I've ported a low-memory, completely self-contained speech synthesizer available to the ESP8266. No Internet connection or services are used, so you can use this is applications where a web service just isn't possible or desirable.
https://github.com/earlephilhower/ESP8266SAM
(note you will also need https://github.com/earlephilhower/ESP8266Audio to handle the I2S or delta-sigma sound output)
Software Automatic Mouth (SAM) was an amazing speech synthesizer available on 8-bit CPUs in the early 80s. There were versions for the Atari 400, Commodore 64, and others. A fan converted it from 6502 assembly to C code and put it online ( https://github.com/s-macke/SAM ). I took his code, reworked the output so it sent bytes directly to the audio device instead of buffering, and moved what tables I could into PROGMEM.
The quality is not stellar, but still amazing given the small memory footprint. All samples and waveform generation are only 4-bit(!!)) and even with CPU limits of the late 70s/early 80s is spoke in real time. While the ESP8266 has 100x the CPU horsepower of a 1-MHz 6502, it has less free memory than a C64 did, so this low memory usage is critical.
If you have need for a fixed vocabulary for your project, I'd still use the MP3 ESP8266Audio class for much higher quality, but if you don't know what you'll need your ESP8266 to say beforehand this is definitely usable.
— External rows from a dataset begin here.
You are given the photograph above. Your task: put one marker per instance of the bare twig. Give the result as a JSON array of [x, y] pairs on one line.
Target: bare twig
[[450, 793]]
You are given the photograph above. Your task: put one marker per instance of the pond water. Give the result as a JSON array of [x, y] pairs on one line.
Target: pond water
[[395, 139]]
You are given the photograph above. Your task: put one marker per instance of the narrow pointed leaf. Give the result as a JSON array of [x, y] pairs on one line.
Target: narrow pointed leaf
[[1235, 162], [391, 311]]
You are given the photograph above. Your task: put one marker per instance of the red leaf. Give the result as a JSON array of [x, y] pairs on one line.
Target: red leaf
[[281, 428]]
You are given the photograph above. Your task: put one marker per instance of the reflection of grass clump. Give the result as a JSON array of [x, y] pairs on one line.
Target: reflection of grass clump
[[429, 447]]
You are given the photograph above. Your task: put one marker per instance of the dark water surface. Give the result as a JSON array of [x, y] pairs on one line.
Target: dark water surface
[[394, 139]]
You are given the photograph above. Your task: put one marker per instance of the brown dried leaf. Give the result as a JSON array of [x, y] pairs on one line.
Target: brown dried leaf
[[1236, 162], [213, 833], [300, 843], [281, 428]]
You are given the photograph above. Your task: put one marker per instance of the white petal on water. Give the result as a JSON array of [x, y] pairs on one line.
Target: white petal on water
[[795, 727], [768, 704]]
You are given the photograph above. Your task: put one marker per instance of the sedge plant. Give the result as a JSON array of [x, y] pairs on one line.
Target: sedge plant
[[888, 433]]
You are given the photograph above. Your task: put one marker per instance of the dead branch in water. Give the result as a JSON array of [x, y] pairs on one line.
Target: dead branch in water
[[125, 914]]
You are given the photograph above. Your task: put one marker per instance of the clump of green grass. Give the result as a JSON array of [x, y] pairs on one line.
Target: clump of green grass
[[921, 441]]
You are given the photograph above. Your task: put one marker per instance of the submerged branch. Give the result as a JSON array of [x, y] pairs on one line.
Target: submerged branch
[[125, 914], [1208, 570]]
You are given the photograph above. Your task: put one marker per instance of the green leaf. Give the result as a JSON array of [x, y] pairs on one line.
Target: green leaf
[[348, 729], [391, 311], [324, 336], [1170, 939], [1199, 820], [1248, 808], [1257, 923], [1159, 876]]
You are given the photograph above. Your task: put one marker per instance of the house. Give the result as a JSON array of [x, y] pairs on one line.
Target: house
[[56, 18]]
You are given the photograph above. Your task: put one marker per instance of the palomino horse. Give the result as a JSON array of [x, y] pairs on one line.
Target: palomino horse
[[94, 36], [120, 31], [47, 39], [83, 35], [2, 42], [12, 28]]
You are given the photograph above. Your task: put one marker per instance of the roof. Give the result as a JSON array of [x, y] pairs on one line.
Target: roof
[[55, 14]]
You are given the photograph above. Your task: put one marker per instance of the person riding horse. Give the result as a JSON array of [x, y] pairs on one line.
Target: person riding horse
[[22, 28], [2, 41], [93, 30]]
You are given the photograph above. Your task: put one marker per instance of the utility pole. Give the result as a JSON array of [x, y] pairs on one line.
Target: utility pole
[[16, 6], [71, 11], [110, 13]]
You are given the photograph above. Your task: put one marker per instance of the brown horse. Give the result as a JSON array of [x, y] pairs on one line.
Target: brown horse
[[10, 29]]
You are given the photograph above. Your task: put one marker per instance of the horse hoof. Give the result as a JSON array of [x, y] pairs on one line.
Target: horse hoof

Using the code is very simple:
#include <Arduino.h>
#include <ESP8266SAM.h>
#include <AudioOutputI2SDAC.h>
AudioOutputI2SDAC *out = NULL;
void setup()
{
out = new AudioOutputI2SDAC();
out->begin();
}
void loop()
{
ESP8266SAM *sam = new ESP8266SAM;
sam->Say(out, "Can you hear me now?");
delay(500);
sam->Say(out, "I can't hear you!");
delete sam;
}